Ministère de l’Éducation : le roman d’amour peut être étudié dans certaines classes
Les fonctionnaires reviennent sur l'interdiction du roman de Dorit Rabinyan, le programme n’inclut toujours pas ce livre
Le ministère de l’Education est légèrement revenu sur son annonce disant que le livre décrivant une histoire d’amour israélo-palestinienne avait été supprimé du programme des lycées, déclarant jeudi soir que l’étude du texte serait autorisée dans les classes de littérature avancée.
Cependant, le ministère a déclaré que le livre ne serait pas inclus dans la liste de lectures approuvées pour les études littéraires communes.
Le livre « Gader Haya » (la « barrière vivante »), de l’auteur israélienne Dorit Rabinyan, a été massivement demandé depuis son rejet par le ministère mercredi.
Le ministère de l’Education a déclaré que le livre avait été exclu de la liste de lecture malgré les demandes des enseignants, après avoir jugé son contenu non approprié aux lycéens.
Gader Haya, publié en 2014, raconte l’histoire d’amour entre Liat, traductrice israélienne et Hilmi, artiste palestinien qui tombent amoureux à New York mais se séparent ensuite ; elle retournant dans la ville israélienne de Tel Aviv et lui à Ramallah, en Cisjordanie.
Il touche à la question délicate des rapports intimes entre Israéliens juifs et Palestiniens, sur fond de conflit persistant depuis des décennies. Il faisait partie des vainqueurs du prix Bernstein pour les jeunes écrivains, un prix israélien annuel de littérature hébraïque.

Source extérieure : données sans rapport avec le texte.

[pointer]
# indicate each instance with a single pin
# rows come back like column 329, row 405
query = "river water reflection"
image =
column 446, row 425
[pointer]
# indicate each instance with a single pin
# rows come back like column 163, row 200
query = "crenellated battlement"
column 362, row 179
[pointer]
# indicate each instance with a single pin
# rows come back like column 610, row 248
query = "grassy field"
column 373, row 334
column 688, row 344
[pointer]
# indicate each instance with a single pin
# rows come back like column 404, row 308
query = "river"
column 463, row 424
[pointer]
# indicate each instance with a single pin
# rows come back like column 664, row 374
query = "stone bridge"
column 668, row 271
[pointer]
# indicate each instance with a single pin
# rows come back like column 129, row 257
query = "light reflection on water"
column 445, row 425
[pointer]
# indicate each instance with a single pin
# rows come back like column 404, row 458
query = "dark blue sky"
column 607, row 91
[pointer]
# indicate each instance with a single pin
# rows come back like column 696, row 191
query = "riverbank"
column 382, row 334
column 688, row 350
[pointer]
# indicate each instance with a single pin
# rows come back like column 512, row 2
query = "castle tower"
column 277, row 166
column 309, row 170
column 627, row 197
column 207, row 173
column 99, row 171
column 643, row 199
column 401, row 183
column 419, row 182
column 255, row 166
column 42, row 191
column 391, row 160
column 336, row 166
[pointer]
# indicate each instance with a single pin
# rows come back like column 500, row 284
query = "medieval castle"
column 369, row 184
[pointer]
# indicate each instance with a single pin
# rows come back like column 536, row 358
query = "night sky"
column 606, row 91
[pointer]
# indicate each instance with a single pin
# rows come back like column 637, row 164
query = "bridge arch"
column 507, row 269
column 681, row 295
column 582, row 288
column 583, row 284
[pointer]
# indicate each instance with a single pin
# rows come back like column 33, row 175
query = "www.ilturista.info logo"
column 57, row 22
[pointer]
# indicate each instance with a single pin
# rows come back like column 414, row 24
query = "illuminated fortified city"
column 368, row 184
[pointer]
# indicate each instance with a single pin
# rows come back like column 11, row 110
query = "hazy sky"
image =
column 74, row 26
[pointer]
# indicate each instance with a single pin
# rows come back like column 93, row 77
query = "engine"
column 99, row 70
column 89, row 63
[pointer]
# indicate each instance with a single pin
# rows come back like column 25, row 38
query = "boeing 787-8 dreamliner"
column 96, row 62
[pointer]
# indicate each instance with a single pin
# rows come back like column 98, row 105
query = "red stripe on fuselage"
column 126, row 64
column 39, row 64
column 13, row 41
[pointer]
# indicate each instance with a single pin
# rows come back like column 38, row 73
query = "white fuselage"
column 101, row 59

« Les fonctionnaires ont discuté d’inclure le livre dans le programme, a déclaré le ministère dans un communiqué. Après avoir sérieusement examiné toutes les considérations, et pesé les avantages et les inconvénients, ils ont décidé de ne pas inclure le livre dans le programme. »
La responsable du ministère à l’origine de la décision a invoqué le danger que le livre de Dorit Rabinyan soit perçu comme encourageant les unions entre Israéliens et Palestiniens. De telles unions et la perte de l’identité juive sont deux craintes des juifs pratiquants.
Le ministre de l’Education Naftali Bennett, chef du parti nationaliste religieux HaBayit HaYehudi, a défendu la décision de ses services jeudi soir, tout en précisant ne pas y avoir pris part.
« Cela n’a rien à voir avec de la censure. Quiconque veut lire ce livre peut l’acheter », a-t-il déclaré à la Deuxième chaîne de télévision. Mais le ministère ne forcera pas des élèves à lire un livre qui présente les soldats israéliens comme des « sadiques » et les met sur un pied d’égalité avec les « terroristes » du mouvement islamiste palestinien Hamas, a-t-il ajouté.
L’auteure, Israélienne juive, a répondu en accusant Bennett de ne pas avoir lu le livre et de sortir les phrases de leur contexte.
Amos Oz, écrivain israélien, a ironisé vendredi sur l’exclusion des programmes scolaires du roman d’amour en écrivant qu’il faudrait mettre la Bible, encore plus subversive, au ban des études lycéennes.
« Peut-être vaudrait-il mieux supprimer les études littéraires des programmes, puisque la littérature mondiale et hébraïque la plus insigne recèle beaucoup de choses dérangeantes et pas vraiment casher », écrit Amos Oz dans le quotidien Yedioth Ahronoth.
« Il est même plus urgent de retirer du programme l’étude de la Bible : en matière de relations sexuelles entre juifs et gentils (terme désignant les non-juifs), la Bible est mille fois plus dangereuse que le livre de Rabinyan », raille celui qui passe pour l’écrivain israélien le plus connu.
« Le roi David et le roi Salomon étaient coutumiers de coucher avec des étrangères sans se soucier de vérifier leur nationalité sur leur carte d’identité », souligne Amos Oz.
Les ventes du livre ont augmenté spectaculairement à la suite de la décision du ministère.
« Jusqu’à présent, nous avons vendu 50 fois plus d’exemplaires qu’hier, et à la fin de la journée, cela pourrait être plus de 100 fois plus, a déclaré la chaîne de librairies Tzomet Sfarim. Les nombres croissent toutes les heures, et à la fin de la journée nous n’aurons probablement plus aucun exemplaire – comme c’est arrivé dans notre librairie du centre Dizengoff à Tel Aviv, par exemple. Nous en avons déjà redemandé à l’éditeur. »
La maison d’édition du livre, Am Oved, a déclaré que la demande était si importante qu’elle allait lancer une réimpression.